Started listening...


----------



## Czech_Mate (Jan 4, 2019)

Listening to part 2of3 now. Thanks for sharing.


----------



## East Cape (Sep 3, 2015)

Czech_Mate said:


> Listening to part 2of3 now. Thanks for sharing.


Hopefully it was worth the time to listen to ya? We did it late at night after I’ve been up all day as I was at the shop 5:30 am that morning. And the podcast by cell I’m sure didn’t make the best audio but I was thankful for what those guys did and the time it took them to prepare.


----------



## Czech_Mate (Jan 4, 2019)

East Cape said:


> Hopefully it was worth the time to listen to ya? We did it late at night after I’ve been up all day as I was at the shop 5:30 am that morning. And the podcast by cell I’m sure didn’t make the best audio but I was thankful for what those guys did and the time it took them to prepare.

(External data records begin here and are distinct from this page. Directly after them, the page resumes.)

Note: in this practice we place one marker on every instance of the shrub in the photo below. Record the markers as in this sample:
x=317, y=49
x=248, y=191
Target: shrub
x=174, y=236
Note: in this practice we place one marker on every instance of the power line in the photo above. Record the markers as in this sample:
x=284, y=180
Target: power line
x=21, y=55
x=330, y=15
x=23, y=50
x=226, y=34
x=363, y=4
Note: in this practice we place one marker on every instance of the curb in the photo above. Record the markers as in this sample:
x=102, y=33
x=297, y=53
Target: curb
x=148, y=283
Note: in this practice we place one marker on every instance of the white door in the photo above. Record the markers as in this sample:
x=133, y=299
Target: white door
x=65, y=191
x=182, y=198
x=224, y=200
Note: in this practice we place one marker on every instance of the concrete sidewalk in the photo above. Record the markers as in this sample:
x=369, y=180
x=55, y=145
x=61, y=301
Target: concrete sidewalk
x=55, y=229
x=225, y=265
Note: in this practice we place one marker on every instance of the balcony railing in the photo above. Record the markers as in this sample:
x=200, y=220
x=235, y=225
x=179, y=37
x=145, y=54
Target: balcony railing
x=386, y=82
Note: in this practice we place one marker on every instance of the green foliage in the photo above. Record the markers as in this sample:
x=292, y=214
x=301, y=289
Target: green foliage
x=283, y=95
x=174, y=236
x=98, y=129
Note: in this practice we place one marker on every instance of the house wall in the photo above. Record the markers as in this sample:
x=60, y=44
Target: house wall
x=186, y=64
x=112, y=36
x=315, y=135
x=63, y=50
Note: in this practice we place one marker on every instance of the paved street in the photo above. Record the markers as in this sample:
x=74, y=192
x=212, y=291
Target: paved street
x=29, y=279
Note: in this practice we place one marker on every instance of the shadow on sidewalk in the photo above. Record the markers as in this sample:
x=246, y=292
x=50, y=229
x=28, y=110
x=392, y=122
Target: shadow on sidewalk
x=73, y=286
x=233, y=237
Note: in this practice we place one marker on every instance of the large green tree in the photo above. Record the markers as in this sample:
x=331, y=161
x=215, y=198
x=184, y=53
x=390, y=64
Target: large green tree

Yes it was worth it! I liked hearing about the early days of building out of the apartment garage & putting all the money on the line to get ECS started. Or the bet you made with the guy that said his boat drafts 5”. I’m enjoying my 2019 Glide. Keep up the good work.


----------



## Copahee Hound (Dec 21, 2017)

Worth the listen... I am a little biased for the Gladesmen that needs to come out of retirement, but I was hoping to hear more about the rest of the lineup other than just the Evo. I don’t know if it was supposed to be geared to the newly designed Evo or all about East Cape? All I kept hearing from the host sounded like he was trying to build his own Evo through the whole podcast. If there’s going to be a follow up podcast as mentioned, I personally would love to know more about the other models and why you felt they should come to fruition.


----------



## East Cape (Sep 3, 2015)

Copahee Hound said:


> Worth the listen... I am a little biased for the Gladesmen that needs to come out of retirement, but I was hoping to hear more about the rest of the lineup other than just the Evo. I don’t know if it was supposed to be geared to the newly designed Evo or all about East Cape? All I kept hearing from the host sounded like he was trying to build his own Evo through the whole podcast. If there’s going to be a follow up podcast as mentioned, I personally would love to know more about the other models and why you felt they should come to fruition.


should we get a invite again we will do just that. Chat about the company and each model
😎👍🏻


----------



## jay.bush1434 (Dec 27, 2014)

Good podcast. Enjoyed listening to all three episodes. Personally, I liked hearing all about the EVO and especially the X, but I'm biased...


----------